Well, I want to create some sort of MapReduce algorithm for creating Inverse index for text documents. In mapping part, I do something like this
letters = ['a']
regx = re.compile("^("+"|".join(letters)+')')
selectedWords = directIndex.aggregate([
{ "$match": { "words.word": regx } },
{ "$unwind": "$words" },
{ "$match": { "words.word": regx } },
{ "$group": { "_id": { "word":"$words.word", "count":"$words.count", 'document' : '$document' } } }])
Well, here, I am selecting all words and information related to them by first letter. After this, i write this information to another collection:
myinvcol.insert_one({'letter':str(''.join(letters)),'words':selectedWords })

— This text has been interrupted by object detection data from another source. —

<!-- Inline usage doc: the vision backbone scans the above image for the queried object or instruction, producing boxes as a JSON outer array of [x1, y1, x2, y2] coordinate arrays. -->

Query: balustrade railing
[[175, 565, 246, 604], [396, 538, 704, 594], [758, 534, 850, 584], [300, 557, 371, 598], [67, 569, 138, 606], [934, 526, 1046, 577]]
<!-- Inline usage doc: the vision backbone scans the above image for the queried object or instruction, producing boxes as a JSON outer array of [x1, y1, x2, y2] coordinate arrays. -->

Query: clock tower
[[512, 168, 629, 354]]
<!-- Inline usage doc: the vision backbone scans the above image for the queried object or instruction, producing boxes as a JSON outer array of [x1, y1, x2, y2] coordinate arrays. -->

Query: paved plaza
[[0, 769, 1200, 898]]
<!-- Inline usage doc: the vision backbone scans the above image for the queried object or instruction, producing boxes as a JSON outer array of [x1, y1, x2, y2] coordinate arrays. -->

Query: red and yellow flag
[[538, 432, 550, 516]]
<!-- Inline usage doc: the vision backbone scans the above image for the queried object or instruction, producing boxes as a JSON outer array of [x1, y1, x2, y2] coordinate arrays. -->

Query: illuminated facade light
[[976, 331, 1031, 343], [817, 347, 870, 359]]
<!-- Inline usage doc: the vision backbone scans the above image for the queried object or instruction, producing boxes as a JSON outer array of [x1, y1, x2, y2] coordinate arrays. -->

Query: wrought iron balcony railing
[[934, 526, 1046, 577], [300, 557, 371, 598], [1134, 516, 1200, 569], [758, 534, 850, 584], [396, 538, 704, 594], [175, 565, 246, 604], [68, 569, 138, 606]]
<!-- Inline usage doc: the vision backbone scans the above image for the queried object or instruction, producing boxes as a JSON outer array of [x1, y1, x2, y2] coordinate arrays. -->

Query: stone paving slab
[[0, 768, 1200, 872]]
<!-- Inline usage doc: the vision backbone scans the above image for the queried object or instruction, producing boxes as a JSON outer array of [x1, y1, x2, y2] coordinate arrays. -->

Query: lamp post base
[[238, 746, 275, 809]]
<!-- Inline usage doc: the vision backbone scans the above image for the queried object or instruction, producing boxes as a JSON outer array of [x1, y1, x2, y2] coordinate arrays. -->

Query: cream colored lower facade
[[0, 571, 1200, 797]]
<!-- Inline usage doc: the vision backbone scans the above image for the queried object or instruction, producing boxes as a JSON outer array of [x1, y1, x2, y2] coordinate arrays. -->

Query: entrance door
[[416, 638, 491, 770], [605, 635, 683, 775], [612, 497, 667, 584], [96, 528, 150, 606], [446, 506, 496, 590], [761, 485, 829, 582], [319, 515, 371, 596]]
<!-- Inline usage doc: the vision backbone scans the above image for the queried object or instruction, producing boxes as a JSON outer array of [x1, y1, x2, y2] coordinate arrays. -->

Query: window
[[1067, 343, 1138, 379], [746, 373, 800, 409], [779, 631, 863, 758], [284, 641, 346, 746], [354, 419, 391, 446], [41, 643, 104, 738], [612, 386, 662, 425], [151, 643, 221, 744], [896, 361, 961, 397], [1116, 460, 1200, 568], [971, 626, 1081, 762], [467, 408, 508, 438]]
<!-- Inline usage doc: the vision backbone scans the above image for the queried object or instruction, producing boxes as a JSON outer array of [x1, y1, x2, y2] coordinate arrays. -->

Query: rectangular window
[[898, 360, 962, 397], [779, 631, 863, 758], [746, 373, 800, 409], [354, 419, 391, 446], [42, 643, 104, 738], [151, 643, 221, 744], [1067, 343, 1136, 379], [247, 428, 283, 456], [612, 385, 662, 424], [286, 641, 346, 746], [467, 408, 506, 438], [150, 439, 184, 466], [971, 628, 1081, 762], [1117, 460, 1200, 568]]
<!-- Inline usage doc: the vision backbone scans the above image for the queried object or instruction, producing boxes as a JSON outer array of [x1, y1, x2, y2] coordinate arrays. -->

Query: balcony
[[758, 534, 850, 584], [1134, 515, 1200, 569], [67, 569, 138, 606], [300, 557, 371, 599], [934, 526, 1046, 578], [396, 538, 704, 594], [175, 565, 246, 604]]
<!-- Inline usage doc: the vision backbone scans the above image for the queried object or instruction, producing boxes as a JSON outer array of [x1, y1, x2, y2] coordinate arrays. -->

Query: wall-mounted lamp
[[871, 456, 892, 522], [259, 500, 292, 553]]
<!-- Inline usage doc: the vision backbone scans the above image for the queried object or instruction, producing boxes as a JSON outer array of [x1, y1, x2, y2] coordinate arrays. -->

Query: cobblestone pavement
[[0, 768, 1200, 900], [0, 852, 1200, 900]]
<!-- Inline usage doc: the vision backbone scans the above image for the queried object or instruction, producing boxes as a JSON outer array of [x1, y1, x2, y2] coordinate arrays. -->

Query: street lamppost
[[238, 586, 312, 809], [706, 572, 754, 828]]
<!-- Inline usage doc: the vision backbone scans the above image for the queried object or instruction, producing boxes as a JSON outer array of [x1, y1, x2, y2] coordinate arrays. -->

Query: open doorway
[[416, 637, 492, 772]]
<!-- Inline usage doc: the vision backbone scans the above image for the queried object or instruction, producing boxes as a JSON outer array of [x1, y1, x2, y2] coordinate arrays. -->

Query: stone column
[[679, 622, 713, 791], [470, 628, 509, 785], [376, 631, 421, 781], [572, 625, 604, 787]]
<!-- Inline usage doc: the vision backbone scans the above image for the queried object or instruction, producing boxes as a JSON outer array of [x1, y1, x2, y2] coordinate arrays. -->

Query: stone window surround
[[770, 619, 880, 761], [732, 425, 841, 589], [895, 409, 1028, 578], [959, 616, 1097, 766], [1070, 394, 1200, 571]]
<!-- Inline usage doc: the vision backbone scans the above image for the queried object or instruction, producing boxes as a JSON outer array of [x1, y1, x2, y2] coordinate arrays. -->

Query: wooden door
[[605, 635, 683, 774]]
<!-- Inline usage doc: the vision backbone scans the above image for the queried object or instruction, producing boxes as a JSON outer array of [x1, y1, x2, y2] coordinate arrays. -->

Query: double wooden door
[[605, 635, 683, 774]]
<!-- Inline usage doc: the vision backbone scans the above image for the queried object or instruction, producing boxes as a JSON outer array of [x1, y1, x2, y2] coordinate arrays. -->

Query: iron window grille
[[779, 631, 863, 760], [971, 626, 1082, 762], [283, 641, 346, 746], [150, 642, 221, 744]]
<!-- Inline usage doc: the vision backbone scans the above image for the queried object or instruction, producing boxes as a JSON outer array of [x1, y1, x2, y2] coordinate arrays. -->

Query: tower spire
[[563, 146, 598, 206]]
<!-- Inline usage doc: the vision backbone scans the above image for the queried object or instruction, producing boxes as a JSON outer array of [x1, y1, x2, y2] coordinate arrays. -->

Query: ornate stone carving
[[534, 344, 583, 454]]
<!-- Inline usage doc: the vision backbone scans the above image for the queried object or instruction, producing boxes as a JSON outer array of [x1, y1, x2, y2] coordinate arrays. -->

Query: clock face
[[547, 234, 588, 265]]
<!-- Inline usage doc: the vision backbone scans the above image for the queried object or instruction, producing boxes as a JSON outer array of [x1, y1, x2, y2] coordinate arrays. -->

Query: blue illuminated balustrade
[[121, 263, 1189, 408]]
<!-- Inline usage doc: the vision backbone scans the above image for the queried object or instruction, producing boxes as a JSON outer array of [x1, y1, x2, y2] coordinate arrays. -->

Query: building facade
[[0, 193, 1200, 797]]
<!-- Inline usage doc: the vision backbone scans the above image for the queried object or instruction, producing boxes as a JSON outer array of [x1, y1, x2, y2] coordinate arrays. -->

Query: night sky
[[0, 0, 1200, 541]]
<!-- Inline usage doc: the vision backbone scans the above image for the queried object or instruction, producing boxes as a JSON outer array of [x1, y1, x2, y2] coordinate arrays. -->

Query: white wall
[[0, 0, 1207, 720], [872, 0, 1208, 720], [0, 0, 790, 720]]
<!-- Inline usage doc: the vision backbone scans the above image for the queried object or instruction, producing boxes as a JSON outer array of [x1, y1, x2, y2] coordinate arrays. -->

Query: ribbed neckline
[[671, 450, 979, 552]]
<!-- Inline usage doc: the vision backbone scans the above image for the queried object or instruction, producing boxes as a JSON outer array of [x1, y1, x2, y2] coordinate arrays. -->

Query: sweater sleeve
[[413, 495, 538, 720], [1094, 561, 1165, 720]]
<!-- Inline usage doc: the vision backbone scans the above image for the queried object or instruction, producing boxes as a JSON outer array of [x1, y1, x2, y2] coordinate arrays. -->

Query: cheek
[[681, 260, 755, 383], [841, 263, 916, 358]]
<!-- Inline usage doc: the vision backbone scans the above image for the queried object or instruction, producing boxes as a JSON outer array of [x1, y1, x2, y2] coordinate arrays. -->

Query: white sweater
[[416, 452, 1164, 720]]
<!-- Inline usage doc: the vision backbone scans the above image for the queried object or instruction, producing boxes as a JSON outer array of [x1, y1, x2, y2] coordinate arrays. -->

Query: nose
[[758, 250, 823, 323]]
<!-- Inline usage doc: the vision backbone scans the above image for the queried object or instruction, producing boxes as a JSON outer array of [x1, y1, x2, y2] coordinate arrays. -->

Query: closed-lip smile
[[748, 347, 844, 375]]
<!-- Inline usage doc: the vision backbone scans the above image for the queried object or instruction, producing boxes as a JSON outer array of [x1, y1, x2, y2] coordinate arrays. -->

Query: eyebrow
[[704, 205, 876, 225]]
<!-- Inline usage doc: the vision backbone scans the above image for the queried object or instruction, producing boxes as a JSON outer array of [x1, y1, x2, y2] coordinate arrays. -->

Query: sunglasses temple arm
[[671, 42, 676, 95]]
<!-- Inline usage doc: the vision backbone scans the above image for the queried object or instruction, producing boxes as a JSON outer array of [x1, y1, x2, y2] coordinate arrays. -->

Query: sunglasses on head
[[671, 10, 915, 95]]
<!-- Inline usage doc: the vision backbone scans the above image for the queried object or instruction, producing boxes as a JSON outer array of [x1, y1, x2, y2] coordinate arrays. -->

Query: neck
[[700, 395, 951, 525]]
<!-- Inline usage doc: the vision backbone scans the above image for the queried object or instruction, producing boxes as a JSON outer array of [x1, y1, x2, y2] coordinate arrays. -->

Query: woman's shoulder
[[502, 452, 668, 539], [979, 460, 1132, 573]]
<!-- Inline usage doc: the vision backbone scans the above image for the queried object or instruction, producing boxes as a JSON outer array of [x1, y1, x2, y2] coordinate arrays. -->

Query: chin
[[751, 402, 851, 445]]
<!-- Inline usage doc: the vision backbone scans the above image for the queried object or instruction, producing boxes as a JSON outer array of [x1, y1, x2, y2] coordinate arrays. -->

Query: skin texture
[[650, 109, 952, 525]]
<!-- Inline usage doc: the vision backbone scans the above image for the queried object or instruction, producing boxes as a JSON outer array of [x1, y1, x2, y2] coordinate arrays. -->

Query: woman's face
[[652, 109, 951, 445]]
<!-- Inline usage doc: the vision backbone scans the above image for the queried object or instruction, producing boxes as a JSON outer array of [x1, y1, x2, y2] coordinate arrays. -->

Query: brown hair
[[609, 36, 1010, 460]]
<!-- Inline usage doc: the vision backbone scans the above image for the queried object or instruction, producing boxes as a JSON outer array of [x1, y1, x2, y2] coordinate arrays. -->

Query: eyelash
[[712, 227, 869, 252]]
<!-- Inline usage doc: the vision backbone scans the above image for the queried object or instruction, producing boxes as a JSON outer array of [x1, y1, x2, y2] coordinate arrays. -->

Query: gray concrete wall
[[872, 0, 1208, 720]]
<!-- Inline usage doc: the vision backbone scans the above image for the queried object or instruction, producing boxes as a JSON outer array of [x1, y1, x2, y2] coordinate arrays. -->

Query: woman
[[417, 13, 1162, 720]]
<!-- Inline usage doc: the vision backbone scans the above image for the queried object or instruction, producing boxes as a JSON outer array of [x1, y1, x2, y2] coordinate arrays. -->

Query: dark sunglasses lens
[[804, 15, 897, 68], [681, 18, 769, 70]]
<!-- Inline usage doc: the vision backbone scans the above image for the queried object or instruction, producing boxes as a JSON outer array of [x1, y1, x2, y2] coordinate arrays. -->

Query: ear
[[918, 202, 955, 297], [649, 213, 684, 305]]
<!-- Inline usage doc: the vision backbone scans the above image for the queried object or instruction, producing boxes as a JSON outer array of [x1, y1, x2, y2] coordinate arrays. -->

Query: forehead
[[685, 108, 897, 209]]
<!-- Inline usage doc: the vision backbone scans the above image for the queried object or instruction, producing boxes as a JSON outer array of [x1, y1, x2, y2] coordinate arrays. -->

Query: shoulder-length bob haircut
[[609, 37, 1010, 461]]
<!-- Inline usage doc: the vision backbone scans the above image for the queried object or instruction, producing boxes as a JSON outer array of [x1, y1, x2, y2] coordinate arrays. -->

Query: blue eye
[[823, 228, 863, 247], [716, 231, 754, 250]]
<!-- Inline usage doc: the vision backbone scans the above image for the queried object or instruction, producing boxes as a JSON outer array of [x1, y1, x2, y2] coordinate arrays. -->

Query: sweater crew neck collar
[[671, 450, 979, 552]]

In the next step I am reading each inserted document and performing the reduce operation dict('wordName':{documents:[document1:count1, document2:count2, etc], 'wordName2:{documents:[...]}') and make some additional operations on this dict
Now, the fun part)) : It is possible to do the first step(map part) aka aggregation to execute totally on MongoDB server? In other words, i know that there is '$out' operator:
letters = ['a']
regx = re.compile("^("+"|".join(letters)+')')
selectedWords = directIndex.aggregate([
{ "$match": { "words.word": regx } },
{ "$unwind": "$words" },
{ "$match": { "words.word": regx } },
{ "$group": { "_id": { "word":"$words.word", "count":"$words.count", 'document' : '$document' } } }
{ "$out" : 'InverseIndex'}])
It allows me to write result of aggregate to another collection, but it doesn't do what i want: instead of inserting one document :
{'letter':str(''.join(letters)),'words':selectedWords },
i got many insertions of
{ "_id": { "word":"$words.word", "count":"$words.count", 'document' : '$document' } }.
So, to end with, is there a way to create a document in aggregation that merges all its results in one array before the $out statement?